I received an email message with the normal nonsense about flogging something cheaper than shops. It started:
“It has come to my attention that you might have an interest in purchasing the operating system
Windows 7 Ultimate version SP1 & OFFICE 2010”
… Of course I am not interested in buying anything from them and was about to delete it except when I scrolled down, at the bottom of the page there was literally pages and pages of text starting with:
“I’m not crying for Angelina Jolie. Still, one downside to celebrity is that the individual gets pigeon-holed. Every time Angelina strays from what the public and the media expect, she takes a risk. Steal Jen’s man? OK. Get a new tattoo? All right. Adopt a kid? So Mia Farrow! But write, direct, and produce a serious movie? Wait a minute. Has she gone too far? Case in point: Angelina’s directorial debut, the R-rated “In the Land of Blood and Honey.” Here’s a serious-as-death drama. It’s in Bosnian/Serbian/Croatian, with English subtitles. It stars unknowns with unpronounceable names.”
There is miles more of it, but I just can’t see the connect. Why would anyone add that to spam?
What they said - the way it works is that many spam filters use Bayesian filtering, which is a way of correlating the incidence of particular groups of words, to try to categorise the content of messages - so the spammers include a bunch of random phrases that might appear in non-spam emails, so as to try to fool the filter into thinking it’s not spam.
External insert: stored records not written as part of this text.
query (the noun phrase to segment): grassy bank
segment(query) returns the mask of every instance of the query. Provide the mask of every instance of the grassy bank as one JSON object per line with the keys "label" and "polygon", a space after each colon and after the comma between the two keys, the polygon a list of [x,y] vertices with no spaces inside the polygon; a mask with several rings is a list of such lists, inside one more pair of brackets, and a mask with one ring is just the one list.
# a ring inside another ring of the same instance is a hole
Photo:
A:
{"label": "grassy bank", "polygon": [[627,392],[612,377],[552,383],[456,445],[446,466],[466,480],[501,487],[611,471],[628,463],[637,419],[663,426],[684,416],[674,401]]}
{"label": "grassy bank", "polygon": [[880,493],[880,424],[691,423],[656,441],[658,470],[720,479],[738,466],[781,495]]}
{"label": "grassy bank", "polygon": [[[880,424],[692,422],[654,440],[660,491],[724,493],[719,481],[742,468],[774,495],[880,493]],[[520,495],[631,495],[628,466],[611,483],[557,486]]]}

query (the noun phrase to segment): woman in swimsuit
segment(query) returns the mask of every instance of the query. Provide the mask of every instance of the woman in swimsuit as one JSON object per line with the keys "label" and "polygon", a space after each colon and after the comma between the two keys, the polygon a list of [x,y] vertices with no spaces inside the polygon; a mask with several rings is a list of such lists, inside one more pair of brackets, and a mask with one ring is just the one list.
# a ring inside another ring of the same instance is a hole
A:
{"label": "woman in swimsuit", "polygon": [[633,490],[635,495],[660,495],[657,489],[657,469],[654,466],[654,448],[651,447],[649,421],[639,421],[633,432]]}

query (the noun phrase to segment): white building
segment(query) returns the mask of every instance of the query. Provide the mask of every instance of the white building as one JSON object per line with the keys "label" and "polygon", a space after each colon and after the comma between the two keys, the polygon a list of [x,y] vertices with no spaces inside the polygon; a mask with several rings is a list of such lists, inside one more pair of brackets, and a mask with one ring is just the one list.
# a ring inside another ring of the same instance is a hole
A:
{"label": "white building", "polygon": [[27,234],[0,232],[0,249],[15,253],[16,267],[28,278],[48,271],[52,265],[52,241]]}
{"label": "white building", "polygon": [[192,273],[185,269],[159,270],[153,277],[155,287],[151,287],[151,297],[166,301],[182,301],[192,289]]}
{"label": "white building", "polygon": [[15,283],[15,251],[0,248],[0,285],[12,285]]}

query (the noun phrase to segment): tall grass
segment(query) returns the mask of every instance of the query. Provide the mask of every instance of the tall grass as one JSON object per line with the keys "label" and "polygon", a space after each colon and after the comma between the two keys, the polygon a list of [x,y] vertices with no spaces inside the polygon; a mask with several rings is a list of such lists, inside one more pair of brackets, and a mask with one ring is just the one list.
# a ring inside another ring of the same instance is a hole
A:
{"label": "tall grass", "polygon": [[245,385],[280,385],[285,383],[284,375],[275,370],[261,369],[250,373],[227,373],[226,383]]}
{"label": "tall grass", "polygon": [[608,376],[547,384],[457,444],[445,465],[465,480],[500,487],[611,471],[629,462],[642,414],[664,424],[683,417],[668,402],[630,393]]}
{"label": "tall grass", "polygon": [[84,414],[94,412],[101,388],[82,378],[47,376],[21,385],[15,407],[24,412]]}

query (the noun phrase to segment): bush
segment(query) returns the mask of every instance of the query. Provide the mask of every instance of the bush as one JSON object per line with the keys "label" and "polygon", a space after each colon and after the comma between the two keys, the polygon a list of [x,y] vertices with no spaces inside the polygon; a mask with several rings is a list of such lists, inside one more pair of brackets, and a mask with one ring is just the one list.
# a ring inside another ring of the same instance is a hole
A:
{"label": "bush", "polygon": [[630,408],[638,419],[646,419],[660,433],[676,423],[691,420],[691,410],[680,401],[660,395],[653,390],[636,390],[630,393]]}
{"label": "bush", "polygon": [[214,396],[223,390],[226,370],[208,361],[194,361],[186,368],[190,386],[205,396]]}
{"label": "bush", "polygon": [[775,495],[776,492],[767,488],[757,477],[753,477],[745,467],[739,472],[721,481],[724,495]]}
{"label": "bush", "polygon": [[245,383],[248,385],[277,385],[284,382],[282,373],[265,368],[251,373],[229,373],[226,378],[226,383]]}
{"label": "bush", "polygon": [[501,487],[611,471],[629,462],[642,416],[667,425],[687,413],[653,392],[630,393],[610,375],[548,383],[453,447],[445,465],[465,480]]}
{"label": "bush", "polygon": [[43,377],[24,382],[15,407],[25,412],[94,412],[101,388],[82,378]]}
Or, they thought you were really interested in Angie’s directing, and that interest might spur you to buy their absolutely legitimate and in no way fake software.
Or perhaps Alice beggared the white poppy, while Nimrod pranced the jolly mushroom, as the romantic miners imbibed confusion in a green yarmulke. Stacy polishes mud as the laughing coins ate fuzzy mules during the monstrous geode of Homer.
The more “sophisticated” spammers will put the dummy text (which will have nothing to do with pirated software nor Viagra) in a white font so that it’s invisible on most screens.
This isn’t from hashbuster, though. It’s clearly a copy and paste from somewhere else. The logic is the same, but it’s assumed that real English will better fool the algorithms.